3-way Means Comparisons

Finally, although tooth length does not differ by supplement, we may ask whether or not different doses within supplements produce a difference. The means of supplement-dose categories are tabled below.

means<-xtabs(len/10~supp+dose, data=ToothGrowth)
knitr::kable(means, caption="Tooth Length Means for Supplement and Dose")

Table: Tooth Length Means for Supplement and Dose

It may be that tooth length actually does vary by supplement, until we reach high doses.

Hypothesis 3 (Ha): The non-difference in the effect of supplement (see Hypothesis 1) may be explained by the size of the dose.

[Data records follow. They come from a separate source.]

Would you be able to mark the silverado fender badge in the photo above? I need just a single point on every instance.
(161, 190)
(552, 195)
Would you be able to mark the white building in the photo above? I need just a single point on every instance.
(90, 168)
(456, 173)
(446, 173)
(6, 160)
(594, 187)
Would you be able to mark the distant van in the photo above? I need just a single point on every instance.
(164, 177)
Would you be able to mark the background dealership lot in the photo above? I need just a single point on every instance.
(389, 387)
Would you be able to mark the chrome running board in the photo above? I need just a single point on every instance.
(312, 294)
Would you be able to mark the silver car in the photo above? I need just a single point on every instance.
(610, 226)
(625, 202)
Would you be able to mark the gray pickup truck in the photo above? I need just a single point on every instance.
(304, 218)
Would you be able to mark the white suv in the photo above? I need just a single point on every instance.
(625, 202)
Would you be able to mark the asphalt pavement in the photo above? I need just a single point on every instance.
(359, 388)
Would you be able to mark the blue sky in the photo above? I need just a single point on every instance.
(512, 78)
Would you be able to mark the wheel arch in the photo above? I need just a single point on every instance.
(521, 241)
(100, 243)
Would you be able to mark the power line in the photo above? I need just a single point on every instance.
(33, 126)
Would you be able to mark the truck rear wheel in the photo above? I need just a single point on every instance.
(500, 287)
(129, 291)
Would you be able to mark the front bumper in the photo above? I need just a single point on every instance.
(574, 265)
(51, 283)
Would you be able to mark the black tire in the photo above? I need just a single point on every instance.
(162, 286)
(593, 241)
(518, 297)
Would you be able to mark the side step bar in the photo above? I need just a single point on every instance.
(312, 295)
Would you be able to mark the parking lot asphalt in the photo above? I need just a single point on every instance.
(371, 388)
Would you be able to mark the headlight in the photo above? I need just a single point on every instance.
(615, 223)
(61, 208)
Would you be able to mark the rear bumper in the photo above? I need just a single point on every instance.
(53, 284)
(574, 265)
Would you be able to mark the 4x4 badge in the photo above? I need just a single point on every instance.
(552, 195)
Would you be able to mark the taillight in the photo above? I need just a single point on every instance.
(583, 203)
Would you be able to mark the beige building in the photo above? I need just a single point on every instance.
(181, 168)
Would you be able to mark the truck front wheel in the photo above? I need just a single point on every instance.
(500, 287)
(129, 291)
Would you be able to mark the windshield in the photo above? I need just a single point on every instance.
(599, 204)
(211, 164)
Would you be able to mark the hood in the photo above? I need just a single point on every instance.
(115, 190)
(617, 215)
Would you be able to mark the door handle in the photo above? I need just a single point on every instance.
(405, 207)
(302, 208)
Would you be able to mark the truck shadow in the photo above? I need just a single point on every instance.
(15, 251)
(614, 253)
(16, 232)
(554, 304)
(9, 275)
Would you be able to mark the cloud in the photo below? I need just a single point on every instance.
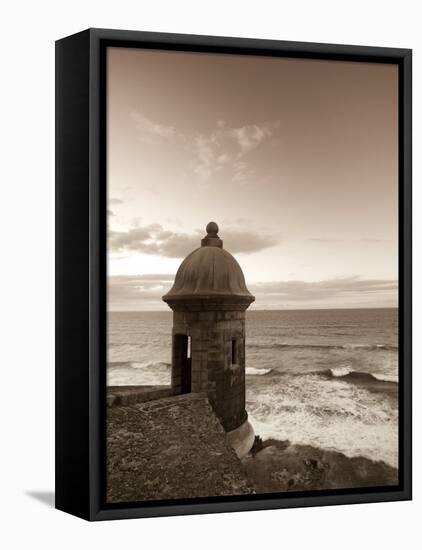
(154, 239)
(227, 148)
(148, 127)
(138, 292)
(348, 289)
(143, 292)
(222, 148)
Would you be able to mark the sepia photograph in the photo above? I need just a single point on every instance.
(252, 275)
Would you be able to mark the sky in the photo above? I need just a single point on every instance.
(296, 160)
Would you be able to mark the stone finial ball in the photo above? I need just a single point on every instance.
(212, 229)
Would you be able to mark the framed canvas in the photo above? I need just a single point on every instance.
(233, 276)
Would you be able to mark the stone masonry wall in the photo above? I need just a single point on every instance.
(211, 335)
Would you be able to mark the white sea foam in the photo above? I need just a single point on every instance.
(134, 373)
(252, 371)
(341, 371)
(336, 415)
(386, 377)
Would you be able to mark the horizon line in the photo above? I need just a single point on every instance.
(255, 309)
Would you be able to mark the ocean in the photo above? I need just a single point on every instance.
(327, 378)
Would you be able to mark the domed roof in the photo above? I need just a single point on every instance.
(209, 272)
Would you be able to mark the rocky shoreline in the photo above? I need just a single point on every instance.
(162, 447)
(279, 466)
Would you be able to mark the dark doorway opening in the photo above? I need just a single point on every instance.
(183, 362)
(234, 352)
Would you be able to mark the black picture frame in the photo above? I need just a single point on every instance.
(81, 271)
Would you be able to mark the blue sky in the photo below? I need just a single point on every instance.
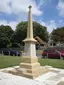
(49, 13)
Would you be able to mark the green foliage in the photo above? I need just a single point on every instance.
(58, 34)
(5, 35)
(21, 31)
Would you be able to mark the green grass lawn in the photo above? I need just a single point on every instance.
(9, 61)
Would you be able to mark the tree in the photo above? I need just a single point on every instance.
(21, 31)
(58, 34)
(6, 33)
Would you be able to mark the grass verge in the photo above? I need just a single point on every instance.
(9, 61)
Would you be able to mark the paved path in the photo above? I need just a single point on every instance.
(54, 77)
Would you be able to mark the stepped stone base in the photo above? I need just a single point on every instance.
(29, 68)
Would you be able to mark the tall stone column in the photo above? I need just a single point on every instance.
(29, 64)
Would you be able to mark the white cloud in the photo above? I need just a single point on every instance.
(12, 23)
(50, 25)
(18, 6)
(60, 7)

First, we will test if there is a tooth length difference by supplement for those given a low dose. The means (OJ = 13.23, VC = 7.98) appear different, but the number of observations is also much smaller (only 10 for each category), so now our test must figure-in more chance of random error. In the following tests, I report only p-values to save space.

low<-ToothGrowth[ToothGrowth$dose==.5,]
with(low, t.test(len[supp=="OJ"], len[supp=="VC"]))$p.value

## [1] 0.006358607

Although there are only 15 degrees of freedom (lots of room for error), our test returns a p-value of 0.006, which is less than .05. We can reject the null hypothesis that there is no difference between OJ and VC at low doses.

mid<-ToothGrowth[ToothGrowth$dose==1,]
with(mid, t.test(len[supp=="OJ"], len[supp=="VC"]))$p.value

## [1] 0.001038376

The same pattern holds true for medium doses as well.

high<-ToothGrowth[ToothGrowth$dose==2,]
with(high, t.test(len[supp=="OJ"], len[supp=="VC"]))$p.value

## [1] 0.9638516

But not for high doses.

Conclusion

Variation in tooth length is related to the size of given dose of supplement. The greater the dose, the greater the tooth length (Hyp 2). Tooth length is also related to the type of supplement, but not at all dose sizes (Hyp 3). The tests that we conducted made use of properties associated with the central limit theorem and its assumption of normally distributed sample means. Although the ns were relatively small in the tests conducted, t.tests (using the t distribution) allow for greater random chance associated with smaller sample sizes.